Référence-environnement : À ce stade de votre travail, quel est votre état des lieux ?

Éric Andrieu : Nous sommes au début du chemin, la prudence est de mise. Mon premier sentiment est que l’Autorité européenne de sécurité des aliments (Efsa), et plus globalement la recherche publique, n’ont pas les moyens de leurs ambitions. Pourquoi ne pas les aider via une redevance à acquitter par les firmes ? Aujourd’hui, l’Efsa compte 55 experts, dix fois moins que le Canada, trente fois moins que les États-Unis.

Par ailleurs, je constate que, d’un côté, l’industrie se concentre, via des rachats et des fusions. De l’autre, les instances européennes sont atomisées en plusieurs structures : Efsa, Agence européenne du médicament, Agence européenne de l’environnement… Sans parler des instances propres à chaque État membre. Une synergie, voire une mutualisation de moyens, doit être envisagée.
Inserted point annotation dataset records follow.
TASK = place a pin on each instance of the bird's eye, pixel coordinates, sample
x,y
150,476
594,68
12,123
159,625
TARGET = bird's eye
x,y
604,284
R.E. : Les conflits d’intérêts révélés par les Monsanto papers ont en partie motivé votre mission.

É.A. : C’est un enjeu majeur ! Il y a, me semble-t-il, matière à progresser. Les déclarations d’intérêt des experts issus des États membres sont actuellement examinées par l’Efsa. Sans remettre en cause la probité des fonctionnaires qui s’en chargent, je pense que cette mission pourrait être effectuée par des magistrats.

De plus, les firmes ont aujourd’hui en partie la main sur le choix de l’agence qui instruit leur dossier. Quand je m’interroge, on me dit que « ça c’est toujours fait comme ça » ! Nous sommes là pour bousculer les habitudes, ou au moins les questionner. Un exemple plus franco-français : en 2016, la France est l’État membre qui a obtenu le plus de dérogations concernant des usages de pesticides, 58, loin devant l’Espagne (30), deuxième de ce classement. La diversité des cultures implantées en France est peut-être une explication. Mais le fonctionnement de ces dérogations fait partie des dispositifs à analyser.
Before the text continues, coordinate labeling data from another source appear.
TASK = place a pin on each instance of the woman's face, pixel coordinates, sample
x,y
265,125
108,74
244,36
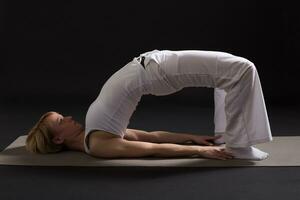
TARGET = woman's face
x,y
63,127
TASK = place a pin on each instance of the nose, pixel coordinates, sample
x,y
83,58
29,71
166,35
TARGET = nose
x,y
69,117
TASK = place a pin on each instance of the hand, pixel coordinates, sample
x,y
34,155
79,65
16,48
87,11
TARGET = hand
x,y
215,152
206,140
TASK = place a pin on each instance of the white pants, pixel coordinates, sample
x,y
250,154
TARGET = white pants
x,y
240,111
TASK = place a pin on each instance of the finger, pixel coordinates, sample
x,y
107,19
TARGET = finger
x,y
223,151
225,154
217,136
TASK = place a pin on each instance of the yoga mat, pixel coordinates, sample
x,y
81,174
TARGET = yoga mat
x,y
284,151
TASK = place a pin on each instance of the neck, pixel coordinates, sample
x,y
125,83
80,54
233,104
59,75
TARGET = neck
x,y
76,142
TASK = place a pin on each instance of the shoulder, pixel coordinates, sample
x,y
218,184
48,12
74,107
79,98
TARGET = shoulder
x,y
102,135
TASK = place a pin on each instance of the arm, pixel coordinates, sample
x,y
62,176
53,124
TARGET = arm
x,y
118,147
158,136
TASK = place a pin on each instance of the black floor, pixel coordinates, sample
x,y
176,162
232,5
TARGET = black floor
x,y
17,182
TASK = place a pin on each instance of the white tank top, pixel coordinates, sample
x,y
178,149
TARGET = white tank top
x,y
121,93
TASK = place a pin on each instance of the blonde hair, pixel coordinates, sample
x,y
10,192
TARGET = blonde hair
x,y
39,139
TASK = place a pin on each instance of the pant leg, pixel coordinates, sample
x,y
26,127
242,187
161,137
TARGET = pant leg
x,y
219,111
245,111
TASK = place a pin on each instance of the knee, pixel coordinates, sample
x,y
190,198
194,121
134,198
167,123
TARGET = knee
x,y
247,64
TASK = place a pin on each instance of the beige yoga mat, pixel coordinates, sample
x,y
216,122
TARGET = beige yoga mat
x,y
284,151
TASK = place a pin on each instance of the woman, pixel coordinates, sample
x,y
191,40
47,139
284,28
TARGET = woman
x,y
241,119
R.E. : Vous êtes-vous penchés sur l’homogénéité des méthodes scientifiques pour l’évaluation de produits ?

É.A. : L’exemple du glyphosate est un cas d’école. Le Centre international de recherche sur le cancer (Circ) et l’Efsa n’utilisent pas les mêmes protocoles, et ne parlent même pas de la même chose ! D’un côté, on expertise la molécule de glyphosate, de l’autre l’étude comprend un co-formulant. D’où les conclusions divergentes. Un unique mode opératoire est-il possible ? Nous allons convoquer l’Organisation mondiale de la santé pour aborder ce sujet.

R.E. : Des passages de dossiers déposés par les firmes se sont retrouvés tels quels dans certains documents des instances européennes, soulevant des questions sur le travail de ces dernières…

É.A. : D’après l’Efsa, ces passages ont été analysés et vérifiés avant d’être reproduits. Ce ne sont pas juste des « copier/coller » par facilité. Il me semble toutefois indispensable de clarifier cette pratique, et de rendre clairement visibles et reconnaissables ces passages dans la documentation européenne.